You're so ugly, I took you to see the zookeeper and he said, Thanks for bringing him back. The next morning he got up early and left for work. You're so ugly, the tide wouldn't bring you in. You're so ugly, when your mother went into labor your father went into shock. Your mamas so ugly shes the reason cars have a reverse gear Yo mama so ugly when the garbage truck drove by she ran after it yelling Wait you forgot me! They were getting chased by the cops. Yo mama so ugly that the Statue of Liberty laughed at her Yo mama so ugly, Xbox Kinect rejected her. Yo Mama is so ugly, when she looked up to the sky it started falling.

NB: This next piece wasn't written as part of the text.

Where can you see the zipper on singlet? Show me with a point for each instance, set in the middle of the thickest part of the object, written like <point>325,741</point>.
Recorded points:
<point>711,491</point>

The singer was diagnosed with a heart defect as a child and suffered a minor stroke when she was 18. Yo mama so ugly that your father takes her to work with him so that he doesn't have to kiss her goodbye. Yo mama so ugly, if my dog had a face like hers, I'd shave it's ass and teach it to walk backwards. Yo mama so ugly that yo daddy's breath smells like shit cause he'd rather kiss her ass. If you enjoyed reading this page, follow him on or for more awesome content. Yo mama so ugly she scared the paint off the wall.
He is living proof that man can live without a brain! Yo mama so ugly she has the booty of a stripper and the face of a trucker Yo mama so ugly she went to a haunted house, when she came out the other side, they gave her an application Yo mama so ugly she scares the roaches away. Yo mama so ugly that your own grandma left her at the park and got charged for littering. Yo mama is ugly people thinks she's yoda of star wars Yo mama is so ugly they call the day she was born, the uglypocalypse. Yo momma is so ugly her own ass refused to marry her yo momma so fat and ugly that when she took a shower that it broke and when she looked in the mirror it broke Yo mama so ugly she's only been married once. You're so ugly, you went to a haunted house and came out with an application. Yo mama so ugly bullets refuse to kill her Yo mama so ugly when she looks in the mirror her reflection ducks Yo mama so ugly she looks out the window and gets arrested! Yo mama so ugly I heard that your dad first met her at the pound. Your mom is so fat and ugly, Blue's Clues can't figure out what she is.
Don't think, it may sprain your brain! Use of Lots of Jokes acknowledges your acceptance to our , and. Yo mama so ugly her birth certificate was an apology from the condom factory Yo mama so ugly she buys her make up at Home Depot. My straightener is hotter than you. You're so ugly, when you walk into the bank they turn off the cameras. Yo mama so ugly she's in the Guinness Book of World Records for the scariest halloween costume. I don't know what makes you so stupid, but it really works.
If he thinks that Selena looks bad what hope is there for the rest of us? Yo mama so ugly her pillow cries at night Yo mama so ugly that when someone looks at her, they die instantly Yo mama looks like she's been bobbing for apples in a chipper. She said, Your name never came up in the conversation. Yo mama so ugly that she looks like she's pissed in more sinks than she's washed in. They're selling lives, you should go get one. We are all sensitive about our appearance and it can be devastating to have someone insult your looks, especially publicly. I know you were born silly, but why did you have a relapse? How would you like to feel the way you look? Yo mama has a face like a bulldog licking piss off a nettle Yo mama so ugly she makes Ugly Betty look like a Victoria Secret Model.